The 2012 National Health Interview Survey conducted by the National Center for Health Statistics (The Centers for Disease Control and Prevention) gathered information on 88,962 American adults and 17,321 children. The survey found that 33.2 percent of adults in the United States aged 18 years and over and 11.6 percent of children age 4 to 17 years used some form of Complementary and Integrative Health (CIH) approach in the previous 12 months.
Americans spent $30.2 billion out-of-pocket on CIH during the 12 months prior to the survey. Americans spent $14.7 billion out-of-pocket on visits to complementary practitioners – almost 30 percent of what they spent out-of-pocket on services by conventional physicians ($49.6 billion). They spent $12.8 billion out-of-pocket on natural product supplements – about one-quarter of what they spent out-of-pocket on prescription drugs ($54.1 billion).
Complementary and Integrative Medicine is a rapidly growing component of the healthcare services not only in the USA but worldwide. This talk will review the many facets of this area of healthcare and provide a systematic discussion and comparative analysis of complementary and integrative health disciplines, modalities and research as well as resources for further study of this important sector of health services.

About the Speaker:

Mehrdad Michael Massumi, MD is a board-certified specialist in Physical Medicine & Rehabilitation. He is a Fellow of the American Academy of Physical Medicine and Rehabilitation and a Diplomate of the American Academy of Pain Management.
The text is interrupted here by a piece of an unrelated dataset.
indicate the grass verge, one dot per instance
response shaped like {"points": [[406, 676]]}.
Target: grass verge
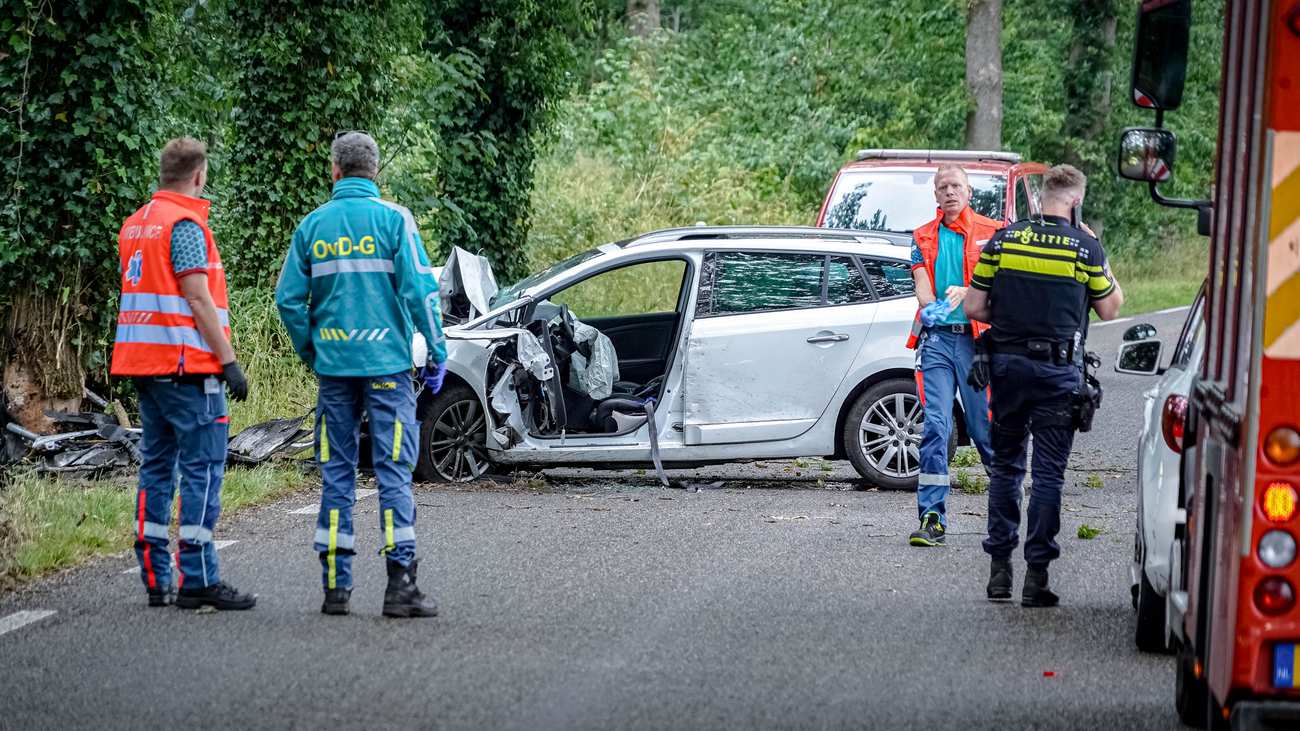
{"points": [[48, 523]]}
After graduation with honors from the University of Birmingham Medical School (UK) and two years of surgical residency training at the Washington Hospital Center in Washington, D.C. he undertook and concluded successfully his residency in Rehabilitation Medicine in Seattle, WA in 1988. He remains active at Harvard Postgraduate Medical Association.
Dr. Massumi has been in practice for twenty-eight years in Maryland. He was the founder or director of many Rehabilitation, Spine and Pain clinics in the Baltimore Metropolitan hospitals. He is a former clinical faculty of the Department of Rehabilitation Medicine at Johns Hopkins Medical School. He is currently in private practice in Baltimore and more recently also in Rockville, MD.